Albert Nelson, November 22, 2011 - 9:53 pm UTC

Hi Tom,

Thanks for the explanation and hint of using direct path inserts to bypass undo. Excellent as always.

I look forward for a feature in future releases where the undo for temporary tablespace objects would be created in temporary tablespace itself and thereby redo can be avoided totally (assuming redo is not generated for any objects in temporary tablespace).

By the way, this question arose because we wanted to reduce redo generation from a batch job that uses temporary tables in our dataguard environment. Due to the spike in redo generation of inserts into this temporary tables bandwidth requirement for dataguard increases.


Regards,
Albert Nelson A.
Tom Kyte
November 23, 2011 - 8:24 am UTC

It is pretty fundamental that all undo for a given transaction is contained in a single undo segment. I'm not sure that'll be changing, it is a rather 'core' concept.

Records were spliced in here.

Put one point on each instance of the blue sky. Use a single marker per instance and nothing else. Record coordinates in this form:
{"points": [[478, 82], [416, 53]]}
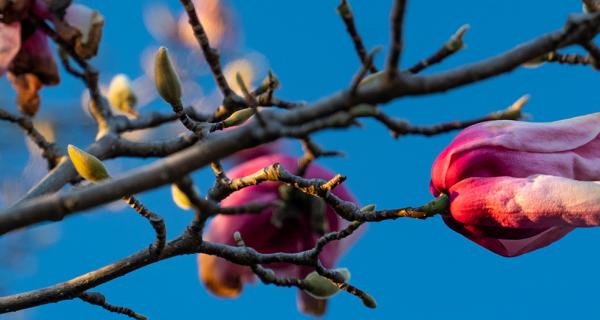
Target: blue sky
{"points": [[415, 269]]}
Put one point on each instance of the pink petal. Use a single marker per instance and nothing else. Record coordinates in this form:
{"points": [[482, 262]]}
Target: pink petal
{"points": [[509, 247], [257, 229], [537, 202], [568, 148], [10, 43], [36, 57]]}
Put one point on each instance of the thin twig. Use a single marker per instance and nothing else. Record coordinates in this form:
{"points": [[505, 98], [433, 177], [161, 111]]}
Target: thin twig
{"points": [[50, 151], [96, 298], [345, 11], [397, 41]]}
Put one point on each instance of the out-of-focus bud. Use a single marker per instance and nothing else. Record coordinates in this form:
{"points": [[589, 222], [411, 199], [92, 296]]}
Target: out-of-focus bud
{"points": [[14, 10], [88, 166], [180, 199], [320, 287], [121, 95], [166, 78], [238, 117], [368, 208], [27, 86], [87, 25], [245, 69], [372, 78], [456, 42], [539, 61]]}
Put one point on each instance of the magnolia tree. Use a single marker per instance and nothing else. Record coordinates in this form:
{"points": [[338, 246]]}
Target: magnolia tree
{"points": [[510, 186]]}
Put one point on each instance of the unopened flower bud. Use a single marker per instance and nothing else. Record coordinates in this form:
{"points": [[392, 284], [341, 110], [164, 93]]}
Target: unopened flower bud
{"points": [[166, 78], [537, 62], [372, 78], [180, 199], [87, 24], [88, 166], [238, 117], [320, 287], [121, 95], [368, 208], [456, 42]]}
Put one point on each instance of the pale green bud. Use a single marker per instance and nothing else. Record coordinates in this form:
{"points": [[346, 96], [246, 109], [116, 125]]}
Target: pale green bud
{"points": [[368, 208], [238, 117], [180, 199], [166, 78], [320, 287], [121, 95], [88, 166]]}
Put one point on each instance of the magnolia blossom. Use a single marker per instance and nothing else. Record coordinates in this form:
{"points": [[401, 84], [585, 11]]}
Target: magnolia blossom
{"points": [[516, 187], [24, 49], [293, 228]]}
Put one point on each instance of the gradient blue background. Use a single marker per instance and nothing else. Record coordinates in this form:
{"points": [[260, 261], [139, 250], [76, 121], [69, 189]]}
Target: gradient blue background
{"points": [[415, 269]]}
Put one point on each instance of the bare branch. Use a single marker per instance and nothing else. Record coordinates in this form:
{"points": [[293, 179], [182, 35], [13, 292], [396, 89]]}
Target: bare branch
{"points": [[453, 45], [397, 41], [96, 298], [155, 220], [345, 11], [49, 150]]}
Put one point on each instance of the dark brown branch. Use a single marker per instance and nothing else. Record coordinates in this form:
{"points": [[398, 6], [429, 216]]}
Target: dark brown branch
{"points": [[397, 41], [98, 299], [363, 71], [298, 122], [210, 54], [569, 58], [155, 220], [401, 127], [188, 243], [127, 148], [594, 53], [311, 152], [453, 45], [345, 11]]}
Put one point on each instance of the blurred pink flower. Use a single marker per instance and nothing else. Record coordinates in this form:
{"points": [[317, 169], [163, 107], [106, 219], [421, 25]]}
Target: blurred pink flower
{"points": [[218, 21], [294, 228], [516, 187], [24, 50]]}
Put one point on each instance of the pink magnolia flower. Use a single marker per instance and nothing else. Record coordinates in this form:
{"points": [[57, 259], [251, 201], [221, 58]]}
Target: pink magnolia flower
{"points": [[291, 229], [516, 187], [24, 50]]}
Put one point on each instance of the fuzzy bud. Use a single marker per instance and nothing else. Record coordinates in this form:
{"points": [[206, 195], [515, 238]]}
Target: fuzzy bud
{"points": [[88, 166], [166, 78], [320, 287], [121, 95], [238, 117], [180, 199]]}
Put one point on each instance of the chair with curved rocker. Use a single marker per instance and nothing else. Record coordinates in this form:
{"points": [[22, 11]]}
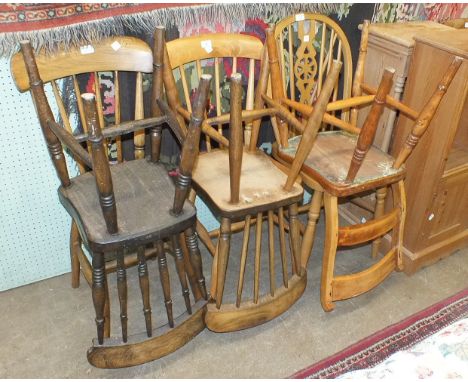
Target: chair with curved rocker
{"points": [[128, 211], [342, 164], [243, 187]]}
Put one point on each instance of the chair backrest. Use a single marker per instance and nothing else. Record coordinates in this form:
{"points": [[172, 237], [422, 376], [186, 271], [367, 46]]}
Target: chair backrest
{"points": [[220, 55], [307, 44], [102, 66], [91, 115]]}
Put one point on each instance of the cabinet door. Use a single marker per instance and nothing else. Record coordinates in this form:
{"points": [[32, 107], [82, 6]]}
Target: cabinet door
{"points": [[448, 214]]}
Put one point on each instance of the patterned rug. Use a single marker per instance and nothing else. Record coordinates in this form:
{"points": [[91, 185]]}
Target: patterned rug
{"points": [[378, 347]]}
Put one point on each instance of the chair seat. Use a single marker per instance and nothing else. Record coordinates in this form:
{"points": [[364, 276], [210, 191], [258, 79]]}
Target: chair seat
{"points": [[261, 184], [144, 193], [329, 160]]}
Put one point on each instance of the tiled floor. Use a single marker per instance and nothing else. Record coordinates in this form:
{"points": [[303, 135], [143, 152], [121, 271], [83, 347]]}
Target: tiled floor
{"points": [[46, 327]]}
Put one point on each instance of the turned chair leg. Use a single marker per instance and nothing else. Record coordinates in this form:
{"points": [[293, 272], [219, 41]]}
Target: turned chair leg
{"points": [[99, 293], [399, 199], [309, 234], [295, 238], [223, 255], [381, 194], [75, 244], [331, 243], [191, 240]]}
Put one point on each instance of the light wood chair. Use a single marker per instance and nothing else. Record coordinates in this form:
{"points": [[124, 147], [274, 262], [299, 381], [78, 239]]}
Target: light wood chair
{"points": [[340, 164], [228, 180], [307, 44], [128, 210]]}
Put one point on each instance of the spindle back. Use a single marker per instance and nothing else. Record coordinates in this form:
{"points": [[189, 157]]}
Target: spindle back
{"points": [[103, 65], [220, 55]]}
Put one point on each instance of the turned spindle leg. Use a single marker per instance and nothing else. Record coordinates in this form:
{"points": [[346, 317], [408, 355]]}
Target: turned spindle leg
{"points": [[271, 249], [223, 255], [75, 246], [122, 292], [309, 234], [294, 238], [245, 245], [189, 268], [195, 256], [381, 194], [284, 265], [144, 288], [165, 282], [179, 260], [329, 253], [99, 293], [258, 251]]}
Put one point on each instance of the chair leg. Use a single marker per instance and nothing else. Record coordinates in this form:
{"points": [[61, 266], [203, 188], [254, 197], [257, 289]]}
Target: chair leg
{"points": [[195, 257], [144, 289], [122, 292], [179, 260], [381, 194], [295, 238], [107, 311], [99, 293], [223, 255], [309, 234], [165, 282], [189, 268], [75, 244], [399, 199], [331, 242]]}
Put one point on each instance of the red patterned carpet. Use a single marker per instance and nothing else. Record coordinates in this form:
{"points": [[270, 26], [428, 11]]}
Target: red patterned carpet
{"points": [[376, 348]]}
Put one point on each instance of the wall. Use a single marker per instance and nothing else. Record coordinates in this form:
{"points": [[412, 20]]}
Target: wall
{"points": [[34, 227]]}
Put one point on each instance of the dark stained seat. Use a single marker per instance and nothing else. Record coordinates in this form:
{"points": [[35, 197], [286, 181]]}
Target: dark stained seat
{"points": [[143, 192], [131, 210]]}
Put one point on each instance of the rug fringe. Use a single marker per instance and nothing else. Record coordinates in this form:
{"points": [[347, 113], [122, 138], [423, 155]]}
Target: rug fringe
{"points": [[92, 31]]}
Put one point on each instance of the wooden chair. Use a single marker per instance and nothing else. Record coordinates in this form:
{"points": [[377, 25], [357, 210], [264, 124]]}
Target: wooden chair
{"points": [[228, 181], [307, 43], [340, 164], [127, 210]]}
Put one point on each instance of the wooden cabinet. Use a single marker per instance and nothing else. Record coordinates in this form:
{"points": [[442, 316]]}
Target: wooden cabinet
{"points": [[391, 45], [437, 171]]}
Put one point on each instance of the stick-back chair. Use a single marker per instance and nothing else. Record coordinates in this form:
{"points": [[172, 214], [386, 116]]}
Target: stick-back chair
{"points": [[307, 44], [244, 187], [126, 210], [340, 164], [219, 54]]}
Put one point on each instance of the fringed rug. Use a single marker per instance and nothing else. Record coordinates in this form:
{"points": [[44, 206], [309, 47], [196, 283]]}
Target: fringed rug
{"points": [[49, 24], [378, 347]]}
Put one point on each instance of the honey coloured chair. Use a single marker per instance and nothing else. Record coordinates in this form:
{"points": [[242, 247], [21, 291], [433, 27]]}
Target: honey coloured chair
{"points": [[243, 187], [307, 44], [129, 210], [340, 164]]}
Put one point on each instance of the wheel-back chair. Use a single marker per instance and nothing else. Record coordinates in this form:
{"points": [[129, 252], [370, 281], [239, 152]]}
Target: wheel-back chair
{"points": [[344, 163], [307, 44], [130, 210], [242, 186]]}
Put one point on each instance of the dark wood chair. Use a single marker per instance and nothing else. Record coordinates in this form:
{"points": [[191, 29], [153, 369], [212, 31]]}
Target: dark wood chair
{"points": [[341, 164], [243, 187], [128, 210]]}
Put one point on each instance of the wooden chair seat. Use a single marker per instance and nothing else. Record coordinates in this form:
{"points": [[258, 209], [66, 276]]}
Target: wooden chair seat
{"points": [[261, 188], [376, 168], [126, 212], [143, 192]]}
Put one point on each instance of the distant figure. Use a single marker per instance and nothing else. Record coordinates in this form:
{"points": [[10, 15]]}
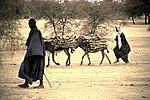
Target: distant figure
{"points": [[32, 67], [122, 48]]}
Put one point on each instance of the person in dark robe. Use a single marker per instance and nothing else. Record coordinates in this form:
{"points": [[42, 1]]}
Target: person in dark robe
{"points": [[32, 67], [122, 47]]}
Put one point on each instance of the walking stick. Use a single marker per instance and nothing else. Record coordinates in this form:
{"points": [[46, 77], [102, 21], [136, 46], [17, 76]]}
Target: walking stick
{"points": [[48, 81]]}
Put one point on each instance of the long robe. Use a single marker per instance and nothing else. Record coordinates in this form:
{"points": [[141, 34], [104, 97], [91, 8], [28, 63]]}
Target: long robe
{"points": [[32, 67], [124, 50]]}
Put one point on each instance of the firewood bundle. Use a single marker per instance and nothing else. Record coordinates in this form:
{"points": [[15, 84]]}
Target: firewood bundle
{"points": [[64, 41]]}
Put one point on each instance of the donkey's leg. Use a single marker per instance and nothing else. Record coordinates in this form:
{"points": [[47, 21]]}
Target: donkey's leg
{"points": [[89, 59], [68, 54], [54, 57], [102, 52], [83, 58], [107, 57]]}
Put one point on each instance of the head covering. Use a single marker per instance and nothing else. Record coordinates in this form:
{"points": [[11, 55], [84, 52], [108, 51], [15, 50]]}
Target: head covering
{"points": [[119, 31]]}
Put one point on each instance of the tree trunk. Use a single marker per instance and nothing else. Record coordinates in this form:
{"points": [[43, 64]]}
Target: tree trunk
{"points": [[146, 17]]}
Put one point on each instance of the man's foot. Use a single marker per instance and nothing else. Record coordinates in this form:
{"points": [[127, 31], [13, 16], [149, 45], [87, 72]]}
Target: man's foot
{"points": [[23, 85], [116, 61], [40, 86]]}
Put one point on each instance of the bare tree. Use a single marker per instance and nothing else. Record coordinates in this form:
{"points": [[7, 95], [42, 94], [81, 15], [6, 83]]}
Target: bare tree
{"points": [[58, 14]]}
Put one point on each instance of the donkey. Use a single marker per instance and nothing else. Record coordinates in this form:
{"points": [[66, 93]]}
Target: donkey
{"points": [[51, 48], [86, 48]]}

Index logging in temp tables

Michael, April 29, 2014 - 4:41 pm UTC

Hi Tom,

The temp table is created with no logging option but its index is created with logging option.

select TABLE_NAME,LOGGING
from dba_tables
where temporary ='Y'
AND table_name like '%GTT_REDO_LOG%';

GTT_REDO_LOG NO

select index_name,logging
from dba_indexes
where table_name in (select TABLE_NAME
from dba_tables
where temporary ='Y'
AND table_name like '%GTT_REDO_LOG%');

GTT_REDO_LOGIDX1 YES

Does it leads problem for redo log size with indexes?.
How to alter index for nologging option.
i tried and i got unimplement future error.